Give Them What They Need, Not What They Want
Answering a question with a question is considered rude by etiquette experts, and psychologists say it’s a good indication you’re lying. But if you’re a librarian, it may be the best way to help you discern what kind of information your clients really need (as opposed to what they say they want).
That’s what Kate Vilches and Cory Hutchinson and their fellow librarians have learned while working with their internal customers at Lockheed Martin Missiles and Fire Control. After their customers ask them if they can provide certain types of information, the librarians come right back with questions of their own.
“We find that knowing the end result or product that our research supports can help us better meet our customers’ needs,” Kate and Cory write in the May-June issue of Information Outlook. “When we neglect to ask the ‘why’ question, we risk providing information that is not grounded in the proper context.”

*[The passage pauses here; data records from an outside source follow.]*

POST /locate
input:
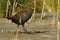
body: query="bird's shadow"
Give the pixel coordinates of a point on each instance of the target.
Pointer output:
(29, 32)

Asking questions enables the librarians to provide decision-ready information, which Kate and Cory define as “information that is specific, tailored, and delivered in a format that allows the customer to quickly make an informed decision.” Through a series of case studies, the authors show that their questions often lead to information that their clients didn’t think to ask for—and didn’t know they needed.
“In addition to raw data, our customers want and need actionable information that facilitates faster and more informed decision making,” they write. “Librarians in all settings can accomplish this goal by shifting their research paradigm from the information the customer requests to the information the customer needs to accomplish what they want to do.”